Rebuilding Jewish Life in Australia

With the proclamation of V.E. Day, the Allied peoples of the world celebrated. In Sydney, thousands jammed Martin Place late in the afternoon, shouting, waving flags, laughing and singing. The spontaneous celebrations continued on well into the night in the city and in Kings Cross. But for many Jews in Sydney, particularly those who had family in Europe, victory was not a time for celebration. They knew that the news to come would not be good.

Many Holocaust survivors sought to establish new lives in Australia, which seemed to them a very inviting place; it was a highly-favoured haven. It was geographically as far from Europe (and their European memories) as possible, and offered its citizens freedom and democracy.

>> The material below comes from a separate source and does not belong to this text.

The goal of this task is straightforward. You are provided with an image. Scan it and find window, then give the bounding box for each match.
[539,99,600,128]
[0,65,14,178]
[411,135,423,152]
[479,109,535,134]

During 1945 the Australian-European Search Bureau published lists of survivors, which it shared with the Red Cross and the Australian Jewish Welfare Society. In August 1945 Australia's Minister for Immigration, Arthur Calwell, instituted a Close Relatives Reunion Scheme. This scheme made Holocaust survivors with family already in Australia eligible for immigration, but had a quota of 2000 immigrants for the first year and then 3000. This was still far lower than the pre-war quota of 5000 per year.

Some survivors were accepted into Australia on the basis of their work skills. Nevertheless, proportional to population size, only Israel accepted more Holocaust survivors than Australia.

The Australian Jewish Welfare Society was instrumental in obtaining entry permits for, receiving, integrating and rehabilitating immigrant Holocaust survivors. The Society assumed responsibility for the employment, housing, medical care and English tuition of survivor immigrants. One very special group they brought to Australia was 300 Jewish orphans, who arrived between 1947 and 1950.

Jewish immigrants arriving at Pyrmont, Sydney, 1946

Despite difficulties including shipping shortages, quotas imposed on Jewish passengers per ship and local xenophobia towards non-British immigrants, approximately 15 000 survivors settled in Australia in the four years from 1945. Although they brought with them little by way of wealth or possessions, these immigrants did bring a strong commitment to hard work. They shared with other immigrant groups the usual difficulties of adjustment to a new language and culture, but in addition, they had to cope with the psychological trauma of their Holocaust experiences. Their ability to put the past behind them and to forge new lives for themselves is a tribute to their courage and an inspiration to us all.

In total, about 35 000 pre-war Jewish refugees and post-war Holocaust survivors had immigrated to Australia by 1961. These people have become loyal and grateful Australian citizens. The Australian ethos of a 'fair go' enabled many to achieve success in both psychological and material terms. Holocaust survivors have made significant contributions to Australia in fields as diverse as industry, theatre, art, medicine, architecture, academia and more. For many, this has been their way of giving something back to the country which has given them so much.